Don’t believe me? Just go to the nearest golf course. I guarantee you that 99 of 100 golfers on any course you choose will be wearing something – a hat, a wristband, a lucky glove, a unicorn hoof – that they insist improve their game. Look in any golf magazine and you’ll find hundreds of products that guarantee incredible improvements in one’s game – and they’re all making zillions.
On the other hand, I have to admit to a certain belief in karma. There’s a difference between karma and plain old superstition, in that karma implies active payback for premeditated bad actions. I do believe there’s something to this, as the following personal cautionary tale clearly illustrates.
Once, I was helping a buddy of mine build something in his workshop. We had already managed to saw several expensive pieces of wood into the correct shapes and sizes without maiming ourselves or destroying the wood and were finishing up the job; I was holding the pieces steady as he carefully hammered them together.
At some point, however, he missed the nail and smashed the very tip of his index finger instead.
You can guess what happened next. I immediately fell to the floor howling and holding my ribs as he grabbed his finger and screamed incantations – which somehow included speculations regarding my parentage – that broke windows and set off car alarms all over downtown Camden. He finished this session of speaking in tongues by prophesying that someday I would experience seven fold the same cosmic bliss he had just enjoyed.

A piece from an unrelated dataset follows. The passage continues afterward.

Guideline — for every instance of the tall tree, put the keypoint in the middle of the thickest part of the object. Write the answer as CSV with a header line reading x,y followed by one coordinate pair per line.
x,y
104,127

A few weeks later, the morning after a late night gig, I would smash my bare toes not once, not twice, but seven times, against my bass guitar case – which I had leaned against the wall right outside my bedroom door, just across the hall from the open door to the music room.
You can’t tell me strange forces – most likely a pair of disco demons known as “Inebriated” and “Idiotic” -- weren’t involved. In fact, for weeks afterward I kept expecting to find a doll with a pin in its right foot amongst the empty beverage containers in the recycle bin.
I never found one like that, but a couple of months later I was awakened from a sound stupor by the sound of giggles coming from somewhere outside. Moments later, a naked female mannequin mysteriously appeared in the driver’s seat of my car even as the giggles faded eerily down the street.